- Customers respond to lower prices, increased store staffing
- Sales provide boost for CEO after shares fell to 18-year low
Tesco Plc reported its first sales growth in more than four years as Christmas provided a sign that the struggling U.K. supermarket company’s turnaround is starting to pay off.
Group like-for-like sales rose 0.4 percent in the 19 weeks ended Jan. 9, boosted by an unexpectedly strong holiday period in the U.K. as customers responded to lower prices and increased store staffing. Revenue also improved in Tesco’s international operations. The shares surged as much as 7.4 percent.
The better-than-expected sales provide a boost for Chief Executive Officer Dave Lewis after doubts over the effectiveness of his strategy sent Tesco shares to an 18-year low this month. Sales reports this week from rivals J Sainsbury Plc and Wm Morrison Supermarkets Plc also beat analyst estimates, fueling optimism that the U.K.’s largest grocers are starting to wrestle back momentum from German budget chains Aldi and Lidl.

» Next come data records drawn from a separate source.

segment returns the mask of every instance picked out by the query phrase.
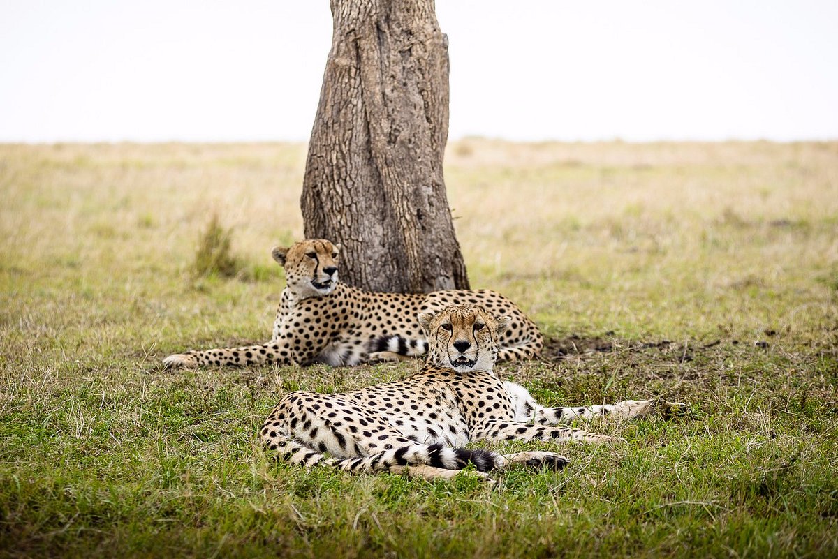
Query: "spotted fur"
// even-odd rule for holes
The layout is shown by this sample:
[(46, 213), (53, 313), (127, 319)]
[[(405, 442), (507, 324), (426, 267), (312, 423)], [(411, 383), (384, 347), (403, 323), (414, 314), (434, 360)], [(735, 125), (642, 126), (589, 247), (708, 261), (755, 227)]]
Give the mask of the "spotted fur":
[[(372, 293), (338, 280), (339, 244), (322, 239), (276, 247), (272, 254), (285, 268), (282, 291), (270, 341), (242, 347), (192, 351), (169, 356), (169, 367), (261, 363), (352, 366), (370, 359), (379, 338), (406, 341), (401, 355), (422, 355), (426, 343), (416, 315), (456, 302), (482, 305), (510, 317), (500, 338), (499, 358), (529, 359), (543, 346), (541, 333), (514, 303), (486, 290), (447, 290), (428, 294)], [(398, 353), (394, 352), (394, 353)], [(376, 355), (376, 356), (378, 356)]]
[(622, 439), (562, 423), (607, 413), (631, 418), (654, 408), (651, 401), (539, 406), (523, 387), (504, 382), (493, 372), (510, 321), (496, 320), (473, 305), (424, 313), (419, 321), (430, 351), (420, 372), (349, 392), (292, 392), (266, 419), (261, 440), (292, 464), (354, 472), (407, 467), (408, 473), (418, 469), (423, 477), (446, 477), (468, 464), (488, 472), (516, 463), (560, 469), (567, 460), (554, 453), (503, 455), (463, 447), (476, 440), (618, 442)]

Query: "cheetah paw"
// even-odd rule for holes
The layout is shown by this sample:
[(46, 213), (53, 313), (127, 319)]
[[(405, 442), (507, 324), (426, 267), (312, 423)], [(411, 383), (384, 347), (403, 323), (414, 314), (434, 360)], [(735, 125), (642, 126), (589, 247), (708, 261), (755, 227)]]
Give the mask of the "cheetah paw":
[(531, 450), (519, 452), (504, 456), (509, 460), (510, 465), (520, 464), (528, 468), (546, 468), (547, 469), (561, 469), (567, 465), (567, 459), (555, 452)]

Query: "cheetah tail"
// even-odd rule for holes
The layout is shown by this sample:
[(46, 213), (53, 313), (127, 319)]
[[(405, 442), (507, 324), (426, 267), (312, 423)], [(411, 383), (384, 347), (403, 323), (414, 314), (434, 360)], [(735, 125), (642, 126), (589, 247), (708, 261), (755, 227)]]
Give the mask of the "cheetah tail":
[(403, 357), (419, 357), (427, 353), (424, 338), (407, 339), (399, 334), (382, 336), (367, 343), (368, 353), (395, 353)]

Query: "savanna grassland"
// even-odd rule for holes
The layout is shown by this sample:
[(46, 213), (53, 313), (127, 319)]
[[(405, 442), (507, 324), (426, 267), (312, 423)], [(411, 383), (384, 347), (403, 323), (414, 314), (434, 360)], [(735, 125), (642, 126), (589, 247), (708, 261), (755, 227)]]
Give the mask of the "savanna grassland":
[[(838, 555), (838, 143), (450, 145), (473, 286), (551, 339), (499, 373), (545, 405), (691, 408), (590, 426), (617, 447), (536, 445), (570, 465), (494, 485), (308, 472), (256, 442), (289, 391), (418, 363), (161, 367), (269, 336), (304, 156), (0, 146), (0, 556)], [(230, 277), (196, 272), (214, 215)]]

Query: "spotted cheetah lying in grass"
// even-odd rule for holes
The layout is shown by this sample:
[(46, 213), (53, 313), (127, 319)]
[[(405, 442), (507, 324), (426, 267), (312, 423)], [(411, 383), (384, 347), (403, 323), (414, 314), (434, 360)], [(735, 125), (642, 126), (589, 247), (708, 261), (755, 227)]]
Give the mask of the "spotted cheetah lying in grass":
[(485, 477), (485, 472), (515, 464), (561, 469), (567, 459), (552, 452), (499, 454), (463, 448), (469, 442), (618, 442), (623, 439), (561, 425), (606, 414), (630, 419), (655, 408), (651, 400), (540, 406), (525, 388), (501, 381), (492, 371), (511, 320), (496, 320), (473, 305), (421, 314), (430, 352), (420, 372), (350, 392), (292, 392), (266, 419), (261, 440), (281, 458), (306, 467), (451, 478), (473, 464)]
[[(305, 240), (276, 247), (274, 259), (285, 268), (273, 336), (270, 341), (188, 351), (163, 360), (167, 367), (200, 365), (358, 365), (376, 357), (418, 356), (427, 351), (416, 321), (420, 312), (455, 302), (484, 306), (510, 317), (499, 338), (498, 359), (530, 359), (544, 345), (538, 327), (510, 300), (485, 290), (447, 290), (427, 294), (370, 293), (338, 281), (339, 244)], [(411, 340), (410, 342), (406, 340)]]

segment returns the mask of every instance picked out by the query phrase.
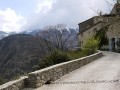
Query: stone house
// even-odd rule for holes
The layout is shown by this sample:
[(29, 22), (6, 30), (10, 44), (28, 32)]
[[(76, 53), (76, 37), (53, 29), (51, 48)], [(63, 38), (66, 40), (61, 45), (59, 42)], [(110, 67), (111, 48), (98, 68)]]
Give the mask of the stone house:
[[(94, 16), (84, 22), (79, 23), (79, 45), (83, 47), (86, 40), (96, 34), (97, 31), (108, 27), (106, 36), (109, 39), (109, 50), (117, 49), (116, 42), (120, 36), (120, 3), (117, 2), (111, 12), (105, 15)], [(119, 32), (119, 33), (118, 33)], [(114, 33), (114, 34), (113, 34)]]

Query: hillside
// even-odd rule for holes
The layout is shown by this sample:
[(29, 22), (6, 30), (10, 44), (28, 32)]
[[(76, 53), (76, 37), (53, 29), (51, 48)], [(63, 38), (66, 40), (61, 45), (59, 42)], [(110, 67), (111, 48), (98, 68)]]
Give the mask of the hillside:
[(40, 38), (26, 34), (0, 40), (0, 76), (10, 80), (32, 71), (44, 55), (41, 44), (45, 46)]

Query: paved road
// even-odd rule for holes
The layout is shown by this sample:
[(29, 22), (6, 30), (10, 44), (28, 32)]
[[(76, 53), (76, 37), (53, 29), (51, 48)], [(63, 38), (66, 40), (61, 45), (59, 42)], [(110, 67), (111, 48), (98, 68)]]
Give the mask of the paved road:
[(120, 90), (120, 81), (113, 81), (120, 79), (120, 54), (103, 53), (102, 58), (63, 76), (54, 84), (25, 90)]

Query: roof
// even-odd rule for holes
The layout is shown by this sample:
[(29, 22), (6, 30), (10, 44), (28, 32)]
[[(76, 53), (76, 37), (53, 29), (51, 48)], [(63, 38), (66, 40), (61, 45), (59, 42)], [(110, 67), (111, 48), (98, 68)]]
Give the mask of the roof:
[(97, 23), (95, 23), (94, 18), (96, 18), (96, 17), (104, 18), (104, 17), (114, 17), (114, 16), (116, 16), (116, 14), (105, 14), (105, 15), (101, 15), (101, 16), (94, 16), (94, 17), (92, 17), (92, 18), (90, 18), (86, 21), (83, 21), (83, 22), (78, 24), (79, 27), (80, 27), (80, 32), (79, 33), (84, 32), (84, 31), (88, 30), (89, 28), (91, 28), (91, 27), (93, 27), (93, 26), (102, 22), (102, 21), (98, 21)]

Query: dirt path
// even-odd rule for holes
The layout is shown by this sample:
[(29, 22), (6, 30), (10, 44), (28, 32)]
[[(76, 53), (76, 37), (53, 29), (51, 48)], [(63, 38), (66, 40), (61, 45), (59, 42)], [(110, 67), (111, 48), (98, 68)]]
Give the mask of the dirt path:
[(104, 57), (77, 69), (50, 85), (25, 90), (120, 90), (120, 54)]

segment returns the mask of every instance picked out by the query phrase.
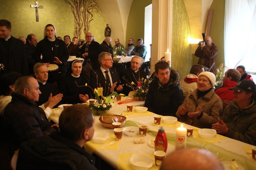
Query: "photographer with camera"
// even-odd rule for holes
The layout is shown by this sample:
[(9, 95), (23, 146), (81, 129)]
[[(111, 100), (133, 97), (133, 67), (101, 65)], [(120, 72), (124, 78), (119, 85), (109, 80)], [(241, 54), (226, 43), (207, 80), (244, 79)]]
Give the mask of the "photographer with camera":
[(218, 53), (218, 48), (213, 43), (209, 36), (206, 37), (205, 33), (202, 33), (203, 41), (198, 43), (198, 47), (196, 50), (195, 56), (199, 57), (197, 64), (202, 65), (209, 69), (205, 69), (205, 71), (209, 71), (215, 74), (215, 61)]

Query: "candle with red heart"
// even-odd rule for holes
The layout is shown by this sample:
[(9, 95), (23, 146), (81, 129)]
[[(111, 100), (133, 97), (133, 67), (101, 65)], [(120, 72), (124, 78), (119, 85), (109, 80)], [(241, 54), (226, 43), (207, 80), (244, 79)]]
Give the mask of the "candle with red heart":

“The Dave Lewis turnaround plan appears to be working, with Tesco starting to push back against the fast-growing discounters,” John Ibbotson, an analyst at Retail Vision, said by e-mail. “The challenge is to keep up the momentum and stay in the game.”
Tesco shares were up 6.8 percent at 168.85 pence as of 8:06 a.m. in London, extending their gain to 15 percent this week.

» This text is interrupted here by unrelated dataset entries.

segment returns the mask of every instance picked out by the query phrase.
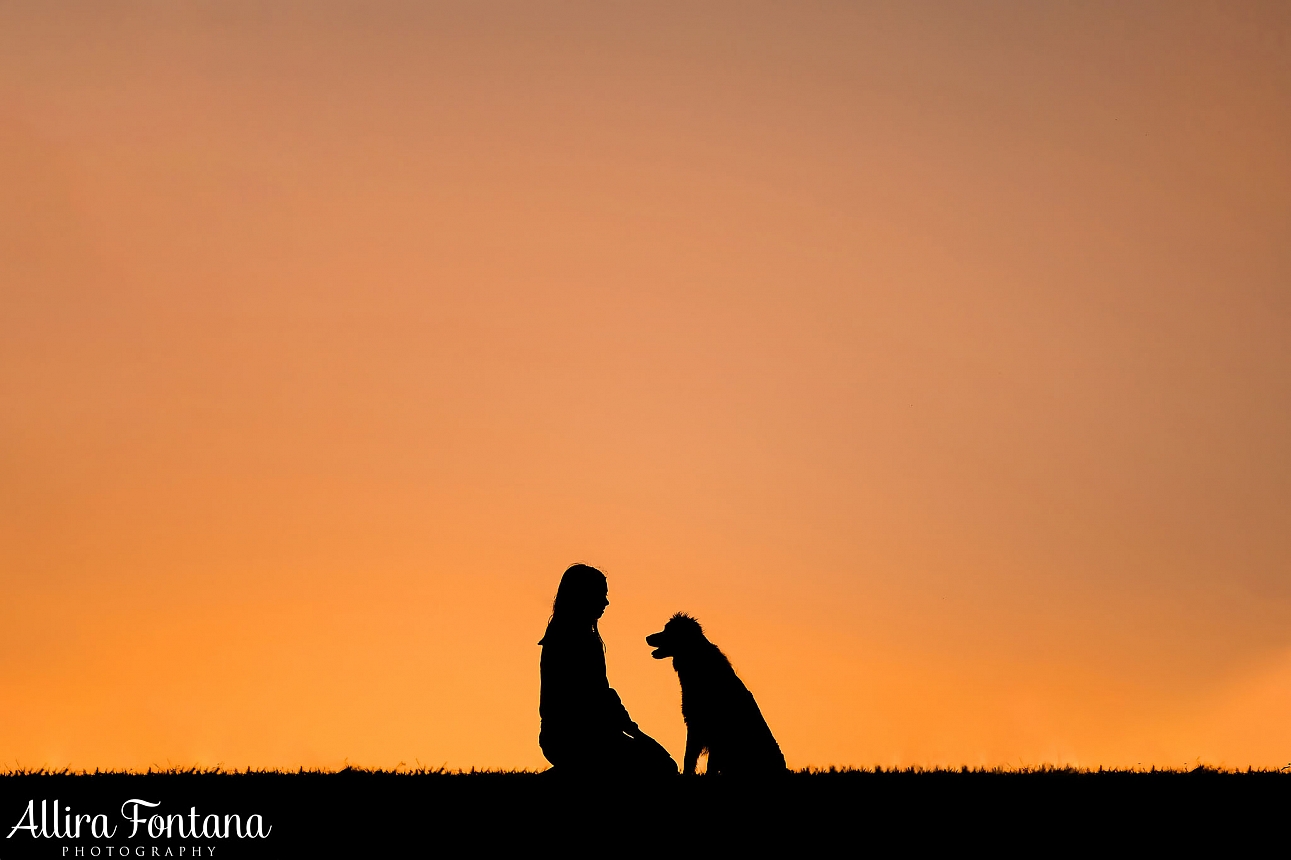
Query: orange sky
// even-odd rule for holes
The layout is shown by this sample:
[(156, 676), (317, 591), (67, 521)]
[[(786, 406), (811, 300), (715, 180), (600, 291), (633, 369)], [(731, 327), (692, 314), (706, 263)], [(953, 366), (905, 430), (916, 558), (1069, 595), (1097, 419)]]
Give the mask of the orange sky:
[(1291, 762), (1291, 8), (0, 6), (0, 764)]

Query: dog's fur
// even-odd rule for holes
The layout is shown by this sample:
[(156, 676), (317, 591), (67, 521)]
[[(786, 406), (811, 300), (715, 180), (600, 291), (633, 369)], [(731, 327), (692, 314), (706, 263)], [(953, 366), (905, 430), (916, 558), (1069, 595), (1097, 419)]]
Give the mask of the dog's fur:
[(784, 773), (785, 757), (762, 718), (758, 702), (731, 661), (704, 635), (691, 616), (678, 612), (658, 633), (646, 637), (653, 657), (673, 659), (682, 682), (686, 719), (686, 766), (693, 773), (700, 753), (709, 753), (709, 773)]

U.K. same-store sales rose 1.3 percent in the six weeks ended Jan. 9, Tesco said. That compared with last year’s decline of 0.3 percent and the median estimate of 15 analysts for a 2.3 percent drop. Growth was better than any of its main competitors.
The volume of products sold increased by 3.5 percent and transactions by 3.4 percent as customers responded to prices that were around 5 percent cheaper than a year earlier, the addition of 4,000 store workers and record levels of product availability.
Clothing sales grew “significantly ahead of the market,” Tesco said.
International like-for-like sales rose 4.1 percent in the Christmas period, with growth split evenly between Asia and Europe.
The grocer said it’s “on track” to meet estimates for full-year operating profit of about 930 million pounds.
Tesco also reported sales for the third quarter ended Nov. 28. Same-store revenue fell 1.5 percent in the U.K., compared with the median estimate of 15 analysts for a 2.5 percent drop. The figures exclude sales of fuel and value-added tax.